You uncover evidence that aliens have not only visited Earth, but they're still here. The government knows all about it -- probably knows what happened to your sister -- but is denying everything in a massive conspiracy that involves the fate of the planet.

Given this knowledge, let me ask you a question: Would you ever take your eye off the ball, waste your time tracking down serial killers, roaming monsters or people who can control the weather?

Of course not! As a sane and rational inhabitant of a little realm we call reality, your life would be all-conspiracy all-the-time.

TV, however, is run by folks from fantasy land. So producer Chris Carter and the rest of the gang behind the 1990s hit series "The X-Files" routinely sent out FBI agent Fox Mulder (David Duchovny) and his partner Dr. Dana Scully (Gillian Anderson) to investigate clever and creepy -- yet totally beside the point -- cases. I loved these episodes, but they made the show hard to believe.

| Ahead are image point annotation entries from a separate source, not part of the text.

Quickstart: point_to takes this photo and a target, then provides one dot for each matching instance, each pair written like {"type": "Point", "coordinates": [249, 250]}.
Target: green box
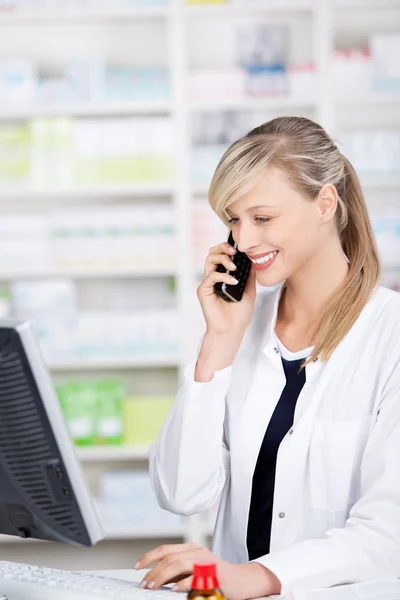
{"type": "Point", "coordinates": [144, 417]}
{"type": "Point", "coordinates": [78, 402]}
{"type": "Point", "coordinates": [109, 412]}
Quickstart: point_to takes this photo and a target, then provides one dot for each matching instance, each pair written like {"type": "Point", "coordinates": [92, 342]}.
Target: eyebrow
{"type": "Point", "coordinates": [254, 207]}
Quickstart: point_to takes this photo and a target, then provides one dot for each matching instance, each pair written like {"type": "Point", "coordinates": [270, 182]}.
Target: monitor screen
{"type": "Point", "coordinates": [43, 493]}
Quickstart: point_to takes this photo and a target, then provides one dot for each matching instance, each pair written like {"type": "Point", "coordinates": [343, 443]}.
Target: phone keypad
{"type": "Point", "coordinates": [243, 265]}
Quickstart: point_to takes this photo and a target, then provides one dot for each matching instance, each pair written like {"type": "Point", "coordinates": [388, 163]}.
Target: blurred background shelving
{"type": "Point", "coordinates": [113, 117]}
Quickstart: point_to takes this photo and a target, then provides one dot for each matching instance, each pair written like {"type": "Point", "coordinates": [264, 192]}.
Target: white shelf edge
{"type": "Point", "coordinates": [371, 99]}
{"type": "Point", "coordinates": [93, 274]}
{"type": "Point", "coordinates": [114, 362]}
{"type": "Point", "coordinates": [265, 102]}
{"type": "Point", "coordinates": [87, 110]}
{"type": "Point", "coordinates": [380, 181]}
{"type": "Point", "coordinates": [94, 454]}
{"type": "Point", "coordinates": [139, 190]}
{"type": "Point", "coordinates": [232, 10]}
{"type": "Point", "coordinates": [80, 16]}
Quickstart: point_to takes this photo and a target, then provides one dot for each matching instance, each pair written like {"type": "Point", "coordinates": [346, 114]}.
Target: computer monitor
{"type": "Point", "coordinates": [43, 493]}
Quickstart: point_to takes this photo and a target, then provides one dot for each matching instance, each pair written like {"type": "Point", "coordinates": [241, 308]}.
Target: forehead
{"type": "Point", "coordinates": [272, 190]}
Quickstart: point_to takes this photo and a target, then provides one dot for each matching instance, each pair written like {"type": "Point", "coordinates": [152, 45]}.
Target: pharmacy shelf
{"type": "Point", "coordinates": [114, 362]}
{"type": "Point", "coordinates": [153, 190]}
{"type": "Point", "coordinates": [95, 454]}
{"type": "Point", "coordinates": [86, 16]}
{"type": "Point", "coordinates": [373, 99]}
{"type": "Point", "coordinates": [104, 109]}
{"type": "Point", "coordinates": [94, 273]}
{"type": "Point", "coordinates": [277, 101]}
{"type": "Point", "coordinates": [236, 11]}
{"type": "Point", "coordinates": [380, 181]}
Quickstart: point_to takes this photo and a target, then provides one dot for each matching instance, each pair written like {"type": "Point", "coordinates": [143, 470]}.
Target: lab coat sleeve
{"type": "Point", "coordinates": [189, 461]}
{"type": "Point", "coordinates": [368, 546]}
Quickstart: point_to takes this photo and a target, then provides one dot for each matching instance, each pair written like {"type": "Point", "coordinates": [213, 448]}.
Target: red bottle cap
{"type": "Point", "coordinates": [205, 576]}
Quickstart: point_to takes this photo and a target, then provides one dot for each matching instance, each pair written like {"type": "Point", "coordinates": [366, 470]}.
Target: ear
{"type": "Point", "coordinates": [327, 202]}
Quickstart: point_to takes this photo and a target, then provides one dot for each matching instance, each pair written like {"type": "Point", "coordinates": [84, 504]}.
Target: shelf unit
{"type": "Point", "coordinates": [177, 19]}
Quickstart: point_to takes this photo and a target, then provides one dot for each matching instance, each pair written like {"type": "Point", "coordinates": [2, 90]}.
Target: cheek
{"type": "Point", "coordinates": [299, 238]}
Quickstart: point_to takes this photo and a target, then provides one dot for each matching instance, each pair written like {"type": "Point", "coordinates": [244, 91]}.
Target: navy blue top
{"type": "Point", "coordinates": [262, 493]}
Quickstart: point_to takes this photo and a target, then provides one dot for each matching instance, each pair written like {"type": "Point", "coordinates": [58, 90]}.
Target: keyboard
{"type": "Point", "coordinates": [26, 582]}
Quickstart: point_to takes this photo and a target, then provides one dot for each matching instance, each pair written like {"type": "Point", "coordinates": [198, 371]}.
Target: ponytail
{"type": "Point", "coordinates": [359, 246]}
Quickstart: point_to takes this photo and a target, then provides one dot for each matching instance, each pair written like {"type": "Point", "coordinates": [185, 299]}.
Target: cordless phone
{"type": "Point", "coordinates": [234, 293]}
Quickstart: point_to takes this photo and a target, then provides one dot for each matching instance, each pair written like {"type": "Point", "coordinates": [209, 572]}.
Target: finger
{"type": "Point", "coordinates": [223, 248]}
{"type": "Point", "coordinates": [251, 283]}
{"type": "Point", "coordinates": [213, 260]}
{"type": "Point", "coordinates": [161, 552]}
{"type": "Point", "coordinates": [207, 286]}
{"type": "Point", "coordinates": [183, 585]}
{"type": "Point", "coordinates": [168, 570]}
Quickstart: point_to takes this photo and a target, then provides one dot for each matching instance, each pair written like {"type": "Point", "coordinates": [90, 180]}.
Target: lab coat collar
{"type": "Point", "coordinates": [270, 349]}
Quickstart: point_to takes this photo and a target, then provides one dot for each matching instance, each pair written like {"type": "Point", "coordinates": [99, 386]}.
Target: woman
{"type": "Point", "coordinates": [292, 409]}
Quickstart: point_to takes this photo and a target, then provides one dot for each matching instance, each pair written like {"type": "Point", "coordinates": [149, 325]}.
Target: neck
{"type": "Point", "coordinates": [309, 290]}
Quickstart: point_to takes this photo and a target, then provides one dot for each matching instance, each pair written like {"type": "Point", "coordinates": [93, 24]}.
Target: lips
{"type": "Point", "coordinates": [262, 259]}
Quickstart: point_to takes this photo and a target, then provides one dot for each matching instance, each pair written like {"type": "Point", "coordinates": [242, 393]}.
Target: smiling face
{"type": "Point", "coordinates": [279, 228]}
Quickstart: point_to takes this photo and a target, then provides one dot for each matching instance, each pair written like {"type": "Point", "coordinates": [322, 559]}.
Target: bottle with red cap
{"type": "Point", "coordinates": [205, 582]}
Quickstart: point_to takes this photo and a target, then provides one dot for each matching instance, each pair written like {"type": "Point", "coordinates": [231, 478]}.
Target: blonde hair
{"type": "Point", "coordinates": [310, 158]}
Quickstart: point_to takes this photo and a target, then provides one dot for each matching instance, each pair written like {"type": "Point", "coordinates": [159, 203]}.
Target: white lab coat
{"type": "Point", "coordinates": [336, 510]}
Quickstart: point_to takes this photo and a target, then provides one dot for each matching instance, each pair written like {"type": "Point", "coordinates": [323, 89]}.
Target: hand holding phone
{"type": "Point", "coordinates": [234, 293]}
{"type": "Point", "coordinates": [227, 319]}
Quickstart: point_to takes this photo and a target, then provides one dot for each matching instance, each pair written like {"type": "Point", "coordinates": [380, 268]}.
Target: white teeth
{"type": "Point", "coordinates": [264, 259]}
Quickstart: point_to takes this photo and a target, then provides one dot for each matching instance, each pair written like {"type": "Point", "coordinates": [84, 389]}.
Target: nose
{"type": "Point", "coordinates": [246, 239]}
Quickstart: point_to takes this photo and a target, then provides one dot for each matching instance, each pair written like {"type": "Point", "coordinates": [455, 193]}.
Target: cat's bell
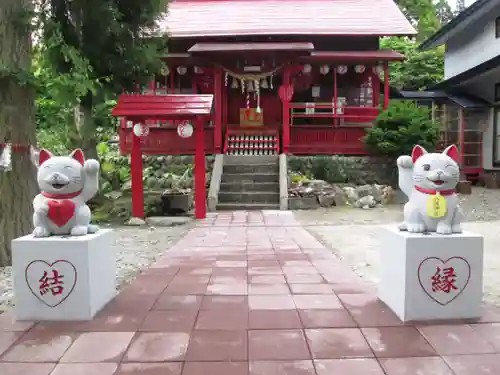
{"type": "Point", "coordinates": [5, 157]}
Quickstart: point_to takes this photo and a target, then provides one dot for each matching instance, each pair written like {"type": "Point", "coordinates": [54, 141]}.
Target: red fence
{"type": "Point", "coordinates": [166, 141]}
{"type": "Point", "coordinates": [317, 140]}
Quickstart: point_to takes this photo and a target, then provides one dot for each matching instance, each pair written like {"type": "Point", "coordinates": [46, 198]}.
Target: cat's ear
{"type": "Point", "coordinates": [417, 152]}
{"type": "Point", "coordinates": [43, 156]}
{"type": "Point", "coordinates": [452, 152]}
{"type": "Point", "coordinates": [78, 156]}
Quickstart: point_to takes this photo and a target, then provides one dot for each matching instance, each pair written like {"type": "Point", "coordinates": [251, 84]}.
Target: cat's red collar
{"type": "Point", "coordinates": [62, 196]}
{"type": "Point", "coordinates": [434, 192]}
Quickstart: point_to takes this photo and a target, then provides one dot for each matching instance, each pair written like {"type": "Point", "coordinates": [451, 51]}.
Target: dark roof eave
{"type": "Point", "coordinates": [437, 38]}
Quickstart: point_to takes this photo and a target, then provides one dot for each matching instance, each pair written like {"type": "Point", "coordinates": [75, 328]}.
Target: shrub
{"type": "Point", "coordinates": [398, 129]}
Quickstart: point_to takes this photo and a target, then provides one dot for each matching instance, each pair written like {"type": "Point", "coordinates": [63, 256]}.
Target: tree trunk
{"type": "Point", "coordinates": [87, 129]}
{"type": "Point", "coordinates": [18, 186]}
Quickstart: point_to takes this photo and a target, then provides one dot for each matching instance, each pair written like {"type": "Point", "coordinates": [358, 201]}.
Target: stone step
{"type": "Point", "coordinates": [249, 197]}
{"type": "Point", "coordinates": [249, 186]}
{"type": "Point", "coordinates": [250, 159]}
{"type": "Point", "coordinates": [251, 168]}
{"type": "Point", "coordinates": [246, 206]}
{"type": "Point", "coordinates": [250, 177]}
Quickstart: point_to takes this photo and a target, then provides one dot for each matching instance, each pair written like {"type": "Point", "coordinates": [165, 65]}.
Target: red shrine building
{"type": "Point", "coordinates": [286, 76]}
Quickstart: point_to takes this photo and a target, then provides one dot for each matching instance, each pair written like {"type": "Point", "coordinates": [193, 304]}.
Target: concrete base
{"type": "Point", "coordinates": [431, 276]}
{"type": "Point", "coordinates": [63, 277]}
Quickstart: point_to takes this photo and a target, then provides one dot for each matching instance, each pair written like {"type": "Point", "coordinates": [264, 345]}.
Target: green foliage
{"type": "Point", "coordinates": [397, 130]}
{"type": "Point", "coordinates": [420, 70]}
{"type": "Point", "coordinates": [422, 14]}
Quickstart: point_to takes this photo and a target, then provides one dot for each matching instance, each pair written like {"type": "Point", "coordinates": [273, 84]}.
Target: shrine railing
{"type": "Point", "coordinates": [323, 140]}
{"type": "Point", "coordinates": [340, 114]}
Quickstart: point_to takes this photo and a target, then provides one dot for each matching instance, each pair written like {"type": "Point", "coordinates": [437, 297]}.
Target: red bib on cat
{"type": "Point", "coordinates": [434, 192]}
{"type": "Point", "coordinates": [61, 209]}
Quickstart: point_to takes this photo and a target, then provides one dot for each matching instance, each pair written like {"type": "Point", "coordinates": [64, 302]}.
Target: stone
{"type": "Point", "coordinates": [168, 221]}
{"type": "Point", "coordinates": [136, 221]}
{"type": "Point", "coordinates": [351, 194]}
{"type": "Point", "coordinates": [302, 203]}
{"type": "Point", "coordinates": [430, 276]}
{"type": "Point", "coordinates": [63, 277]}
{"type": "Point", "coordinates": [368, 201]}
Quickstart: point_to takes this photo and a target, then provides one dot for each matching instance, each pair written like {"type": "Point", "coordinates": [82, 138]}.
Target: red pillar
{"type": "Point", "coordinates": [200, 195]}
{"type": "Point", "coordinates": [286, 111]}
{"type": "Point", "coordinates": [218, 108]}
{"type": "Point", "coordinates": [335, 96]}
{"type": "Point", "coordinates": [136, 175]}
{"type": "Point", "coordinates": [386, 85]}
{"type": "Point", "coordinates": [461, 137]}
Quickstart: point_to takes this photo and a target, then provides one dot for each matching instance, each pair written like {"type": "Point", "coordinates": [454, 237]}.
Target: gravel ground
{"type": "Point", "coordinates": [352, 234]}
{"type": "Point", "coordinates": [136, 249]}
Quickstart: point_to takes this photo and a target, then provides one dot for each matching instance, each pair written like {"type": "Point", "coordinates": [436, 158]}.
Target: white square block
{"type": "Point", "coordinates": [431, 276]}
{"type": "Point", "coordinates": [63, 277]}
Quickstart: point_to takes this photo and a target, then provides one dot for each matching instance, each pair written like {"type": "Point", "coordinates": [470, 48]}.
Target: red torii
{"type": "Point", "coordinates": [143, 108]}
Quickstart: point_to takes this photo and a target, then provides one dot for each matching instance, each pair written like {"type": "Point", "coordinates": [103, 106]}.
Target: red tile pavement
{"type": "Point", "coordinates": [249, 293]}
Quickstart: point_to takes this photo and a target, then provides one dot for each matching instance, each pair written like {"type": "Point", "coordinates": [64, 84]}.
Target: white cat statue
{"type": "Point", "coordinates": [429, 181]}
{"type": "Point", "coordinates": [66, 184]}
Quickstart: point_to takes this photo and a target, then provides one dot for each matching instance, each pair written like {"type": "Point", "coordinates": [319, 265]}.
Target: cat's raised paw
{"type": "Point", "coordinates": [79, 230]}
{"type": "Point", "coordinates": [405, 161]}
{"type": "Point", "coordinates": [443, 228]}
{"type": "Point", "coordinates": [415, 228]}
{"type": "Point", "coordinates": [41, 232]}
{"type": "Point", "coordinates": [92, 228]}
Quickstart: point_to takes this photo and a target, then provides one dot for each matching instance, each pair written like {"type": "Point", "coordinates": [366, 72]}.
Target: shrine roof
{"type": "Point", "coordinates": [205, 18]}
{"type": "Point", "coordinates": [378, 55]}
{"type": "Point", "coordinates": [241, 47]}
{"type": "Point", "coordinates": [163, 106]}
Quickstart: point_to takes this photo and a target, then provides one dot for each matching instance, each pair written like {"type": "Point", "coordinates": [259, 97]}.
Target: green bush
{"type": "Point", "coordinates": [398, 129]}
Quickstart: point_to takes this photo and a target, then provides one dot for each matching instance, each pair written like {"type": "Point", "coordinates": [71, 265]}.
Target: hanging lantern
{"type": "Point", "coordinates": [141, 130]}
{"type": "Point", "coordinates": [181, 70]}
{"type": "Point", "coordinates": [164, 71]}
{"type": "Point", "coordinates": [359, 69]}
{"type": "Point", "coordinates": [342, 69]}
{"type": "Point", "coordinates": [250, 87]}
{"type": "Point", "coordinates": [378, 69]}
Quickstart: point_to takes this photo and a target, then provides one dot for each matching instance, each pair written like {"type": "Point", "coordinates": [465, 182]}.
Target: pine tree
{"type": "Point", "coordinates": [17, 186]}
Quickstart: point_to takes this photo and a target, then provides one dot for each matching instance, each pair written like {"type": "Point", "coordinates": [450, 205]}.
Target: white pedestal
{"type": "Point", "coordinates": [431, 276]}
{"type": "Point", "coordinates": [63, 277]}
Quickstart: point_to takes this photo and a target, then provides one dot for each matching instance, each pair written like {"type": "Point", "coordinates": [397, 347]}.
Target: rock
{"type": "Point", "coordinates": [351, 194]}
{"type": "Point", "coordinates": [168, 221]}
{"type": "Point", "coordinates": [364, 190]}
{"type": "Point", "coordinates": [368, 201]}
{"type": "Point", "coordinates": [326, 200]}
{"type": "Point", "coordinates": [135, 221]}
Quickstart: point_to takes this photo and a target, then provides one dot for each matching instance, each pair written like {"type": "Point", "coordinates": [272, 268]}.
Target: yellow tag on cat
{"type": "Point", "coordinates": [436, 206]}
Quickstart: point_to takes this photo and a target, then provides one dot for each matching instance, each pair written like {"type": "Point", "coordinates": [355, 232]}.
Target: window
{"type": "Point", "coordinates": [496, 94]}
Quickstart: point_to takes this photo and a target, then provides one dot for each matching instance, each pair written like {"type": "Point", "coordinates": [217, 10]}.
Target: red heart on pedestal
{"type": "Point", "coordinates": [61, 211]}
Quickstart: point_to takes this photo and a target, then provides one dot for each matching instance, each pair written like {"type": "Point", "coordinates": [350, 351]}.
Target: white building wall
{"type": "Point", "coordinates": [474, 46]}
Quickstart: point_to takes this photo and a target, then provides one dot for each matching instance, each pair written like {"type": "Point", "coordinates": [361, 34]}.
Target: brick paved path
{"type": "Point", "coordinates": [249, 294]}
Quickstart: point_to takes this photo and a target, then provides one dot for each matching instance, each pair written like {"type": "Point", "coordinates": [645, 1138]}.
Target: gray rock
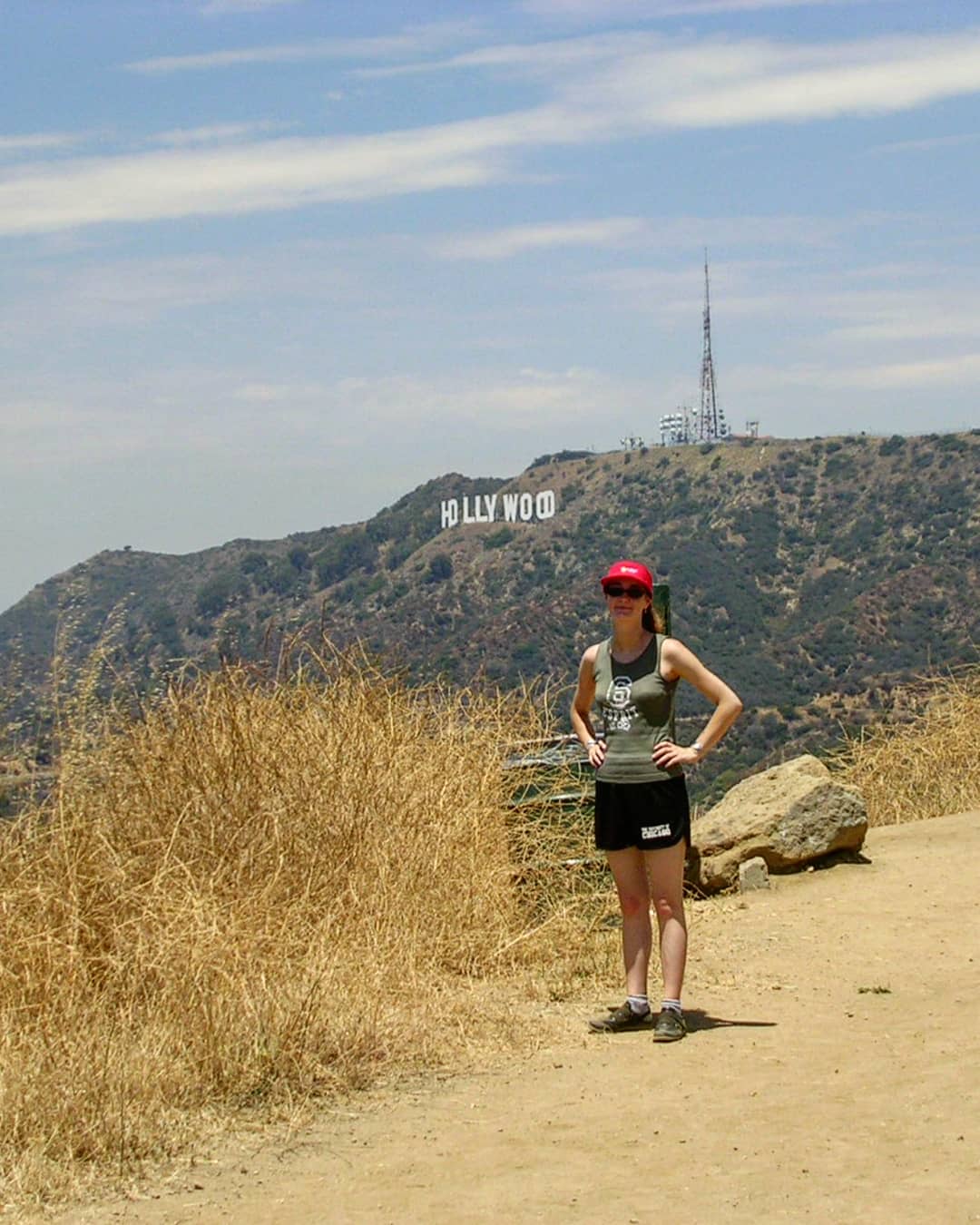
{"type": "Point", "coordinates": [789, 816]}
{"type": "Point", "coordinates": [753, 875]}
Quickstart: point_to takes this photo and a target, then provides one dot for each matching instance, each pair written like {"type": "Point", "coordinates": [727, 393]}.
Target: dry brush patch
{"type": "Point", "coordinates": [926, 767]}
{"type": "Point", "coordinates": [252, 896]}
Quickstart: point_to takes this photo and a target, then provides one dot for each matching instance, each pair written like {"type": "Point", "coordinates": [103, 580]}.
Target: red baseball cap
{"type": "Point", "coordinates": [629, 573]}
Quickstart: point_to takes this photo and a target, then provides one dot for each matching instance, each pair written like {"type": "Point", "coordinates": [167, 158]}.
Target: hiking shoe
{"type": "Point", "coordinates": [669, 1026]}
{"type": "Point", "coordinates": [622, 1018]}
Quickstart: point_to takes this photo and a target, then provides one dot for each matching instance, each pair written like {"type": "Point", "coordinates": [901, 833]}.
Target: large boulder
{"type": "Point", "coordinates": [790, 815]}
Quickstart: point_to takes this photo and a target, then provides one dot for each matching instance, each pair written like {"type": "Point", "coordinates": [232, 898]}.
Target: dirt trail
{"type": "Point", "coordinates": [801, 1094]}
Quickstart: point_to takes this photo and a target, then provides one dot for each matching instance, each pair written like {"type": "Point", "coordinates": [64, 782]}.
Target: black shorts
{"type": "Point", "coordinates": [651, 816]}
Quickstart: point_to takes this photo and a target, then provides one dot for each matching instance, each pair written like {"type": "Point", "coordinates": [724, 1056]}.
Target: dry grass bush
{"type": "Point", "coordinates": [924, 769]}
{"type": "Point", "coordinates": [250, 896]}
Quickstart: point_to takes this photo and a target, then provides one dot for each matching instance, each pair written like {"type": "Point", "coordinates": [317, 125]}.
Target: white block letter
{"type": "Point", "coordinates": [544, 504]}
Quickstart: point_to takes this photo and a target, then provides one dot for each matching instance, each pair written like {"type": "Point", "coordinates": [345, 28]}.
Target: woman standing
{"type": "Point", "coordinates": [642, 816]}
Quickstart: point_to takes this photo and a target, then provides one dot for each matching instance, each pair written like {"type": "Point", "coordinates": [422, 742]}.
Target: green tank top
{"type": "Point", "coordinates": [637, 710]}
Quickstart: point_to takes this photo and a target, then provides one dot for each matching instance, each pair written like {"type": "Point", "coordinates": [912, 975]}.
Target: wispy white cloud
{"type": "Point", "coordinates": [678, 84]}
{"type": "Point", "coordinates": [651, 10]}
{"type": "Point", "coordinates": [424, 39]}
{"type": "Point", "coordinates": [501, 244]}
{"type": "Point", "coordinates": [220, 7]}
{"type": "Point", "coordinates": [651, 234]}
{"type": "Point", "coordinates": [214, 133]}
{"type": "Point", "coordinates": [927, 143]}
{"type": "Point", "coordinates": [39, 142]}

That's no longer a problem, thanks to DVD. "Abduction" (four discs, 20th Century Fox) collects all 15 episodes from the show's first three seasons that deal directly with the conspiracy; later sets, including the installment slated for Aug. 2 release, will continue the storyline through the ninth and final season. As we meet such classic characters as the Cigarette-Smoking Man and the Lone Gunmen conspiracy buffs -- and enjoy Mulder's clever repartee -- these early episodes launch one of the most compelling storylines in TV history: a tale of love, obsession, lies and startling surprises.

Knowing how it all turns out, it is interesting to see how much of that very long story Carter had mapped out in the beginning; the fact that the show had a vision it stayed true to was one of its strengths.

As Carter notes in the short "Threads of Mythology Documentary," the conspiracy episodes (he calls them "The Mythology") were particularly popular because they were the most personal. They often involved Mulder's and Scully's families and were usually the episodes in which their platonic love would flower. The DVD also includes audio commentaries for five of the episodes.